Arup Associates' sensitive and logical proposal, revealed exclusively to the AJ, preserves the fabric of the building - although the NSC's famous pool will disappear. In essence, the NSC will evolve into a 'naturally ventilated' pavilion dedicated to dry sports, standing within a rejuvenated Crystal Palace Park masterplanned by Latz + Partner.
The NSC is undoubtedly worth its Grade II*-listed status, not least because it embodies the egalitarian principles of post-war municipal architecture that ushered in such landmarks as the Royal Festival Hall and the Commonwealth Institute.
Designed by London County Council Architects in 1964, the impressive NSC is currently hemmed in by peripheral buildings and walkways. Sadly, it has also been neglected by its former freeholder, the London Borough of Bromley, but still functions as one of few 50m indoor pools in southern England - and the only one in London.

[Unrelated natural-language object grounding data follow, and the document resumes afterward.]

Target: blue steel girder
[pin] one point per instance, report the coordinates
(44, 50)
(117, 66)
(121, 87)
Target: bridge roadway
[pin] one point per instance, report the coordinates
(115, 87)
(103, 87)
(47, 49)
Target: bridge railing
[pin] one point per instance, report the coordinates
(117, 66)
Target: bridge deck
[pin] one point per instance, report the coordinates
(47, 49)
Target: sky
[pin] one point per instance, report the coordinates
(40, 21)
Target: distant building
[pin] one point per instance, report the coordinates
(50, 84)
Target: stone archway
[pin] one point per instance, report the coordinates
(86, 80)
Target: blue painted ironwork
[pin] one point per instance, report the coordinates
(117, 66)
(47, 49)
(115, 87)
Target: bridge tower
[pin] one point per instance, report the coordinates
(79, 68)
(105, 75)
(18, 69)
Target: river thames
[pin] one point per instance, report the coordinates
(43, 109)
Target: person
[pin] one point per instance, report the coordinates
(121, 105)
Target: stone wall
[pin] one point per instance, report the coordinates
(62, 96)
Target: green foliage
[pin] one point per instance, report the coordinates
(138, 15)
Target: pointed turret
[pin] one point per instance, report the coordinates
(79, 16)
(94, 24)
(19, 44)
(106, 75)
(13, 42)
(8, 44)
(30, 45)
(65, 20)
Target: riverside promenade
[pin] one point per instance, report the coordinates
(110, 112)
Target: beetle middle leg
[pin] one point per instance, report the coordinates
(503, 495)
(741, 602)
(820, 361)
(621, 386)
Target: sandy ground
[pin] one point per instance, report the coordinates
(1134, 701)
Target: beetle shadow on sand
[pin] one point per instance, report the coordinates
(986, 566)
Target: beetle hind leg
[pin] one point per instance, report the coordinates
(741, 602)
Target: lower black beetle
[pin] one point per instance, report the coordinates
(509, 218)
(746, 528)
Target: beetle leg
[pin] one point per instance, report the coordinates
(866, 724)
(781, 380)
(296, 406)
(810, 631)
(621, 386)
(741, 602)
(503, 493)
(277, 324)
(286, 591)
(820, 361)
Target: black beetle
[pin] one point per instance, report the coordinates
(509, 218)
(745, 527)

The structure is simple - a vast rectangular concrete frame with glazed infill, and a gently zigzagged roof supported by a cantilevered central spine.
Pevsner sums up the NSC as 'impressive, not least because there is no attempt to impress, no contrived effects.'
The London Development Agency (LDA), the NSC's current owner, has long wished to demolish the building as part of the wider regeneration of Paxton's Victorian Crystal Palace Park - against the wishes of English Heritage (EH) and the Twentieth Century Society (C20) ( ajplus 19.07.06). But, in an unexpected change of heart, the LDA has decided to preserve the NSC as an ancillary training pool to Zaha Hadid's Olympic Aquatic Centre. After the 2012 Games, the pool will be decked over for indoor sports such as five-a-side football.
The proposed scheme - which goes in for planning late this summer - is derived from several solutions for the NSC put forward by Arup Associates as part of an extensive public consultation staged in 2005.
The solutions ranged from refurbishment to building a new sports complex around an existing athletics stadium opposite the NSC.
The chosen solution - which will reportedly cost a modest £3 million - will initially involve refurbishment of the NSC's plant and services, along with a much-needed revamp of wet changing facilities and improvements to the pool hall in time for the 2012 Games.
Under the legacy scheme to follow, landscaping will be banked up to the height of the existing pool so that interior and exterior appear on one level. The demolition of peripheral buildings, such as the training pool extension, and ugly elevated concrete walkways, along with the removal of security fences and tarmac slip roads, are intended to enhance the NSC's striking features and surrounding parkland. 'The aim is to reinstate the historic Paxton access to allow people to move freely through the park while maintaining the existing Grade-II* NSC building, ' explains Arup Associates lead architect, Lee Hosking.
According to C20, Arup Associates' restoration of the NSC sets a precedent for other endangered buildings from this era. 'Of course it's regrettable that swimming will not be a part of the NSC's long-term future', says C20 case worker Jon Wright, 'but dry sports is a compromise'.
C20 has long campaigned to prevent the demolition of the NSC, teaming up with Julian Harrap Architects to show how it could be saved by creating new local infrastructure, such as housing, that would subsidise NSC preservation and maintenance.
Both the society and EH worked with Arup Associates in devising the current scheme and do not oppose proposed alterations and localised demolitions. 'Arup Associates is clearly pushing in the right direction, ' says Wright. 'This is such an impressive building and we are delighted that there is a future for it.'
For its part, EH describes the proposal as 'balanced' within the realm of the historic Crystal Palace park. '[Arup] is doing what we hoped, ' says EH historic buildings adviser, Malcolm Woods.
Ultimately the LDA plans to build a new regional sports facility - including a swimming pool - elsewhere in Crystal Palace Park, and also intends to remodel the athletics stadium opposite the NSC.
An architectural competition may be held and, no doubt, Arup Associates will be among practices jostling for the prize.
The NSC was Britain's first purpose-built sports centre and, when first unveiled, was praised by the Architectural Review in May 1967 as the 'finest of its kind' in Britain.
The building's sporting heyday may have passed, but, as a striking example of 1960s architecture, its future appears assured.